Un coup de cloche sonnant au portail l’empêcha de finir.

Le trouble qui les envahit les fit pâlir ; c’était un mélange contradictoire d’espérance et d’inquiétude, qui produisait une sensation physique de faiblesse soudaine et de grand froid.

Il y eut une déception

Le visiteur était un rustre avec une bicyclette.

Mais il y eut encore une émotion :

Ce rustre apportait une lettre à M. Le Tellier.

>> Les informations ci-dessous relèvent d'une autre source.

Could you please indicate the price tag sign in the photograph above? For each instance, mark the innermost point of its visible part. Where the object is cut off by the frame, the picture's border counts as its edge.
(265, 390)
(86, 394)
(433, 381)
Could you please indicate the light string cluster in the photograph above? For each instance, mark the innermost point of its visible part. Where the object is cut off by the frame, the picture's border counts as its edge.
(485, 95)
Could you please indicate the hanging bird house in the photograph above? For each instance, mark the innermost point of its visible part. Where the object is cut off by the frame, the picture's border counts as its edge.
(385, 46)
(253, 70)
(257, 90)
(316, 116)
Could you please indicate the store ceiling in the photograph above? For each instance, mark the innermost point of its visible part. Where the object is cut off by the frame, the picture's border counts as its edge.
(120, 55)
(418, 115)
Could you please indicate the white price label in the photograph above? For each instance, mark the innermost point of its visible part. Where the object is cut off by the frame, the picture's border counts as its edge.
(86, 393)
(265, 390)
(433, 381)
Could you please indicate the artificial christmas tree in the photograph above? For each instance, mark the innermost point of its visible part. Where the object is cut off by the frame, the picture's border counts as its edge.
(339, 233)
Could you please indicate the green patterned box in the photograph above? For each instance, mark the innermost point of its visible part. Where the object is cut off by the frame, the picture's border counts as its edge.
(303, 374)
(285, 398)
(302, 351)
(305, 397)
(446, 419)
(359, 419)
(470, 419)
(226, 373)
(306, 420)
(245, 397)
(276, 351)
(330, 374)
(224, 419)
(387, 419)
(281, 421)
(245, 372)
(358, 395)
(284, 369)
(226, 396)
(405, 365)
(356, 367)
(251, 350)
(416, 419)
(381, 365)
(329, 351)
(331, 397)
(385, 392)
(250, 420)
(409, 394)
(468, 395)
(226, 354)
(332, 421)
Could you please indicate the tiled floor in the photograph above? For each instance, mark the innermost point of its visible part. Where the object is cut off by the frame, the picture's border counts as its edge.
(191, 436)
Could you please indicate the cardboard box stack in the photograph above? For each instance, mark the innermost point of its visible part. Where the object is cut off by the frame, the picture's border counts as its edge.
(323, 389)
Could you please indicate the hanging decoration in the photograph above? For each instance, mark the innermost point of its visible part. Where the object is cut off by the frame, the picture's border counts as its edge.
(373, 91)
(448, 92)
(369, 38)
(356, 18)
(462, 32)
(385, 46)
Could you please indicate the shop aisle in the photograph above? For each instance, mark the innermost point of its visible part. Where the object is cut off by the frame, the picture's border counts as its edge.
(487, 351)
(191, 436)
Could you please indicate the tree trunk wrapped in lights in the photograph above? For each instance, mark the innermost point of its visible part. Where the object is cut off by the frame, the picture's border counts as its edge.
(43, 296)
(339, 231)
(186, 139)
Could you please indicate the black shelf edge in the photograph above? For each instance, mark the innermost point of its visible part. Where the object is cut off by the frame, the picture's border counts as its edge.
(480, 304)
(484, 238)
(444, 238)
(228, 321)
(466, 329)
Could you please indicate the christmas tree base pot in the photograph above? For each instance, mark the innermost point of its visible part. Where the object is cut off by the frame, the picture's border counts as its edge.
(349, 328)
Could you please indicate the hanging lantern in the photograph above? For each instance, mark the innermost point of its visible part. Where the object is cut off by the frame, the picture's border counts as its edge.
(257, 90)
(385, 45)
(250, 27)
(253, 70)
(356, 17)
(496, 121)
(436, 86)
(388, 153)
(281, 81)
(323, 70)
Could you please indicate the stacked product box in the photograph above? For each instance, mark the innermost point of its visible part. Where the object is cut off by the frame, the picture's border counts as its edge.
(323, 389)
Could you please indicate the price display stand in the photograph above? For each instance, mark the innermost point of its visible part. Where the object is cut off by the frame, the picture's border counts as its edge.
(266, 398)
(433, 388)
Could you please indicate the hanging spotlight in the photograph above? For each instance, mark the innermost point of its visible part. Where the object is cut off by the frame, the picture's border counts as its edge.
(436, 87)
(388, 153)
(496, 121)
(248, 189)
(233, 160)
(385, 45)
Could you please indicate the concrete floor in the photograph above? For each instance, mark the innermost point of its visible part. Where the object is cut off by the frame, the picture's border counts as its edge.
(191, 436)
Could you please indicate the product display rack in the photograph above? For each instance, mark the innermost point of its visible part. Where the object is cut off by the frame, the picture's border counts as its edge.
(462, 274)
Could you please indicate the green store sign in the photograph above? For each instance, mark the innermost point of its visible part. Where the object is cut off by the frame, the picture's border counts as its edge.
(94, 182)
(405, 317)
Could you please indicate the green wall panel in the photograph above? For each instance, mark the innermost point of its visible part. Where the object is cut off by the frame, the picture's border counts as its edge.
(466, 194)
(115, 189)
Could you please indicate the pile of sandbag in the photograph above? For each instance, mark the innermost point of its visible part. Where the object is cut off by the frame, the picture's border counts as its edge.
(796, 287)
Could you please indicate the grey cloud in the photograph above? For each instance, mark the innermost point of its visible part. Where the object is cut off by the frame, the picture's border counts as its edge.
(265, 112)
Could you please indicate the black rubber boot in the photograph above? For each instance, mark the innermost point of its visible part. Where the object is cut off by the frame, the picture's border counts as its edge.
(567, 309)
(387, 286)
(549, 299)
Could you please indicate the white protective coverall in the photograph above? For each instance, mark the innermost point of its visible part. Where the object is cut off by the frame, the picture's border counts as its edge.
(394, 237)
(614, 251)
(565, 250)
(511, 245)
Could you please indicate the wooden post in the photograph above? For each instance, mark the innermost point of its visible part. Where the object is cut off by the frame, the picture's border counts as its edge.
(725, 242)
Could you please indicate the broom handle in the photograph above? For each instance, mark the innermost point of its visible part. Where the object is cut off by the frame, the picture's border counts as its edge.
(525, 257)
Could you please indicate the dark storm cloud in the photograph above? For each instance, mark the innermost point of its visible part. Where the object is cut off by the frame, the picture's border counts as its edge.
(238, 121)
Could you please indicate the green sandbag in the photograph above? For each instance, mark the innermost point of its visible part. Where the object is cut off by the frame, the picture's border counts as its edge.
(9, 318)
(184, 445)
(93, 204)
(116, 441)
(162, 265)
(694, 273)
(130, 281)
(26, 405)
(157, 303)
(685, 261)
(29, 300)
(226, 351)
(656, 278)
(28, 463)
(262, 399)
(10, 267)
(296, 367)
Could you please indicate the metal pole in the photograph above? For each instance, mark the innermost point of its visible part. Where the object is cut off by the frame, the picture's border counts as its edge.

Et il y eut alors une joie délirante, inénarrable, folle ; car la lettre venait d’un ami que M. Le Tellier avait à Lucey, sur le Rhône, à dix-huit kilomètres de Mirastel, et cette lettre disait :

( pièce 988)

Venez vite. On a trouvé ce matin dans une île du fleuve, entre Lucey et Massignieu-de-Rives, les disparus survivants. Aucun ne paraît blessé. L’autorité les a mis en quarantaine.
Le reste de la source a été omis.